Quelques évènements rompent la monotonie du parcours. Les repas en font partie. Les desserts sont « la cerise sur le gâteau » (!) . Comme ce fameux jour où … une douce odeur envahit le bateau et promet un festival gustatif : le fin du fin : un  gâteau au chocolat ! (Merci GIU pour la  recette …)

 

Dans la catégorie « loterie » , on trouve aussi , la pêche à la traîne .

Tous les navigateurs vous diront qu’un bateau digne de ce nom ne peut pas naviguer sans équipement pour tirer subsistance et agrémenter la cambuse de protéine toute fraîche, tirée de la mer, là tout de suite. Le matériel le plus sophistiqué, la vitesse, la bonne météo ne sont rien sans … la chance d’être AU bon endroit AU bon moment…Et ce lieu change sans arrêt ! sinon, on aurait déjà vidé les océans depuis belle lurette , tout comme on assèche un puit de pétrole ou épuise un filon de minerai…

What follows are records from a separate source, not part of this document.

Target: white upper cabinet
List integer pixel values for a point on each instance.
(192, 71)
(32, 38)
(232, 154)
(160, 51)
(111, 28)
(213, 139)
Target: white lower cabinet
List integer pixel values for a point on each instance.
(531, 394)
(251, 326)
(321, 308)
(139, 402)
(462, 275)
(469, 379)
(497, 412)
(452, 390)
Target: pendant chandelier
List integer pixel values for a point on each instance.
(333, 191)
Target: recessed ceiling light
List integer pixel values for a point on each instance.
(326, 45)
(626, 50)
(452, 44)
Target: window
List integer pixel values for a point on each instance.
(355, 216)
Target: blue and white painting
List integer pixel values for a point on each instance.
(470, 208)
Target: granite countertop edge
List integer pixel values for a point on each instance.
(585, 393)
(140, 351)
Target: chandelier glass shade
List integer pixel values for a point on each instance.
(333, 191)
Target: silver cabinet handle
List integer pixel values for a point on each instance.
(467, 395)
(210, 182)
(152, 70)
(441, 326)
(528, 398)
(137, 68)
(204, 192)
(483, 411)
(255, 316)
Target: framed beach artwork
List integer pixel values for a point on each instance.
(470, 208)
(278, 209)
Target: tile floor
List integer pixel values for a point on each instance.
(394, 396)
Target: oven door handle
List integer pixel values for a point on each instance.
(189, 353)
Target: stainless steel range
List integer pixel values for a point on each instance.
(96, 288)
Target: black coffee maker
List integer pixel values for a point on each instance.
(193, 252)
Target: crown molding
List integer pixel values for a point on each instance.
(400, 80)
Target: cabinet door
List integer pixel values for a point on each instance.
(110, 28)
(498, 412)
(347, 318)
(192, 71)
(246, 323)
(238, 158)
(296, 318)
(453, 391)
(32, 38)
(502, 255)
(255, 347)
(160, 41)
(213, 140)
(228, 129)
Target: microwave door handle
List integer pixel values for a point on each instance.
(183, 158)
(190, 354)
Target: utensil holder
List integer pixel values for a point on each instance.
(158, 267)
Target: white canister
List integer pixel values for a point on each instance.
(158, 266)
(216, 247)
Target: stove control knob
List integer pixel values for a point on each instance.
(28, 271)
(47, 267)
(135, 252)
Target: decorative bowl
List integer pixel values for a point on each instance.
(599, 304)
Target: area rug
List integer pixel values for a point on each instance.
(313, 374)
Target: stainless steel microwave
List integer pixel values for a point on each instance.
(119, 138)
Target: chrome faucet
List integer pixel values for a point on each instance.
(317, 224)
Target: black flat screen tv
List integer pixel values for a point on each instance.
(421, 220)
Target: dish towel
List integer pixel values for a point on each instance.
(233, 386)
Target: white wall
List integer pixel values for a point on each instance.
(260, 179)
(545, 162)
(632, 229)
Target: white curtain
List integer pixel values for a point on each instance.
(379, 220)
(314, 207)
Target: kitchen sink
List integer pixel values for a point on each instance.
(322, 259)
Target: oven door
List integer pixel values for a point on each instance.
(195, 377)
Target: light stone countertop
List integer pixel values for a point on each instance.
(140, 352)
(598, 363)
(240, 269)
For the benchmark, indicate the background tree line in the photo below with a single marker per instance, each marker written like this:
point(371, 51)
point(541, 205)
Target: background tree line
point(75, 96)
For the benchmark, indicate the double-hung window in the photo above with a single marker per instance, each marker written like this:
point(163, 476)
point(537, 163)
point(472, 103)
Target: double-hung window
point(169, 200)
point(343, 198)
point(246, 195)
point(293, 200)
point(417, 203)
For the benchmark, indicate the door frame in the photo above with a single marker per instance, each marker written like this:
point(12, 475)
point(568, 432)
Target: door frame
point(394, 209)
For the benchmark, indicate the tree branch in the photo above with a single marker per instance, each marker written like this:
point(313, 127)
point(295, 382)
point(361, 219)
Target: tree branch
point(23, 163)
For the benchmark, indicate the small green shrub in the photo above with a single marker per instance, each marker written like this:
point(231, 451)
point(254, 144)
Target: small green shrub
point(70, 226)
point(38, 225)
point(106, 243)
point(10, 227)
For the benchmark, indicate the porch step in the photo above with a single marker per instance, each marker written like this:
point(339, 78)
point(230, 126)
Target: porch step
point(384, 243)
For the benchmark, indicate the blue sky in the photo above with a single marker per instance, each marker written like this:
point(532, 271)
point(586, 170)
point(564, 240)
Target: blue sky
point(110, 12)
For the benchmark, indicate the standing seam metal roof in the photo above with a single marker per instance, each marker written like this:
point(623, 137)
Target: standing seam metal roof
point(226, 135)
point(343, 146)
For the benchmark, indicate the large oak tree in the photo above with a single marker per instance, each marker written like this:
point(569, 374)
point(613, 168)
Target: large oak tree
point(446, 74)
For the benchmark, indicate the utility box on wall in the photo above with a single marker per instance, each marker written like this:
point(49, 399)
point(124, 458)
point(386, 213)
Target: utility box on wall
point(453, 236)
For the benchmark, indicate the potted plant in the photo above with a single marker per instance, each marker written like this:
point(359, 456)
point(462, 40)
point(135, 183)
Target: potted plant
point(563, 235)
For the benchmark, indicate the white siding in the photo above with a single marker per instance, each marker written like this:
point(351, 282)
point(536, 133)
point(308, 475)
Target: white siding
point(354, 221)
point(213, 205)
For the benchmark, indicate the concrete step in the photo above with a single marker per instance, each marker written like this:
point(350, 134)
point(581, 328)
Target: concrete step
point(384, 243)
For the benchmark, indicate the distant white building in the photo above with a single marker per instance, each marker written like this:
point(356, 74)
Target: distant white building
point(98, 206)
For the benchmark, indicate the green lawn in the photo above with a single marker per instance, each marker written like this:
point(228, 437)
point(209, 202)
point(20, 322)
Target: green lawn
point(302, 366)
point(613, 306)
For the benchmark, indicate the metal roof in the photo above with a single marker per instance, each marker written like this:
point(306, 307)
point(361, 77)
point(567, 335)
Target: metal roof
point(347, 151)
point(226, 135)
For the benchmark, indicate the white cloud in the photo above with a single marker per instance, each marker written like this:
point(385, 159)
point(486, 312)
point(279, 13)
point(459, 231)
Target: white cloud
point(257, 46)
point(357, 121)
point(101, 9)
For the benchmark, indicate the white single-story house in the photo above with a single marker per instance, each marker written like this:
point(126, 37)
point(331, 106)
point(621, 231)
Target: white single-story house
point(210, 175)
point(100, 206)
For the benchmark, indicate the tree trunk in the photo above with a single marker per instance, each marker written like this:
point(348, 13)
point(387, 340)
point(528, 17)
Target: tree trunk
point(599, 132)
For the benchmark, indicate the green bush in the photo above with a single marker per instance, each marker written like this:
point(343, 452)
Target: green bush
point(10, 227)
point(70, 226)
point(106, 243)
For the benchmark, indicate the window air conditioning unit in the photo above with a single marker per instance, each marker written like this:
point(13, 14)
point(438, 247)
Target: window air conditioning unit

Voilà pourquoi une ligne à l’eau ne peut donner rien d’autre qu’une ligne à l’eau … tant qu’aucun poisson n’a bien voulu se laisser prendre … au leurre ! Cela peut durer des jours, des semaines. Et puis à un moment, BINGO, çà mord pour de bon , et c’est l’euphorie , on est comme des enfants qui viennent d’arracher le pompon à la fête foraine ! On a gagné le déjeuner, le dîner, comme çà , gratis … Enfin, c’est oublier un peu vite toute la patience dont il a fallu faire preuve, AVANT  !

 

Les visites des autorités font partie du voyage aussi …

 

Au mouillage à Jicarita, nous avons eu la visite des « Guarda Parque » sur un esquif flambant neuf. Tout y était : l’équipage en uniforme, la télé, un photographe, le discours, nous avons été filmés en tant que visiteurs du Parc et sympathiquement accueillis (tout en nous précisant de passer payer les frais de visite sur l’île principale) . Nous avons échangé sourires et compliments sur Panama et la faune, la flore , la nécessité de conservation. Un petit moment de diplomatie latine.

 

Au départ du continent Mexicain vers la péninsule de Basse Californie , le 31 décembre, ce n’était pas tout à fait la même ambiance : vent, froidure, humidité, mer démontée … et la Marine Mexicaine, en visite  manu militari du bateau en pleine navigation ! Grande courtoisie dans la démonstration de sérieux pour la lutte de contre bande à quelques heures du réveillon. Il faut dire qu’on ne devait pas être nombreux à tenter une traversée à cette heure, en ces lieux ! De quoi éveiller les soupçons des autorités … L’abordage par mer formée a laissé quelques traces sur le bordé bâbord et une humeur massacrante à l’équipière … tout ce beau travail de peinture encore une fois égratigné … arrrgh ! Mais c’est le jeu , si on veut la sécurité, il faut savoir accepter les contrôles, c’est aussi une part de la culture de ce pays.

 

 

Et que serait la vie de bateau sans les pannes ? une utopie !

 

La plupart du temps la panne se décline selon la loi de Murphy (aussi valable à terre –parfois aussi appelée la « loi de l’emmdt bip… maximum »)

« Si quelque chose doit arriver, ce sera forcément au plus mauvais moment et si çà peut empirer, çà empirera, inévitablement »

Il nous faut reconnaître que du point de vue mécanique, le Chogolisa est épargné. Le capitaine s’emploie largement à barrer toute voie d’accès à Murphy.

Toutefois, nous ne sommes pas totalement épargnés non plus : nous sommes en  bateau.

Ainsi, au beau milieu de l’océan, un malicieux « silent block » a lâché. (précision pour les filles : un amortisseur placé sous le moteur – ils sont au nombre de 4 , 1 seul a lâché cette fois-ci). Nous étions sous voile, au grand calme et le capitaine a ainsi pu procéder à la réparation. Caler le moteur, retirer la pièce défaillante et la remplacer par la nouvelle (stockée à bord évidemment). Une heure de temps s’est écoulée entre le diagnostic et la fermeture du  compartiment moteur après l’intervention… Si c’est pas de l’efficacité, çà …

Murphy se tient à carreau sur ce bateau, je vous dit.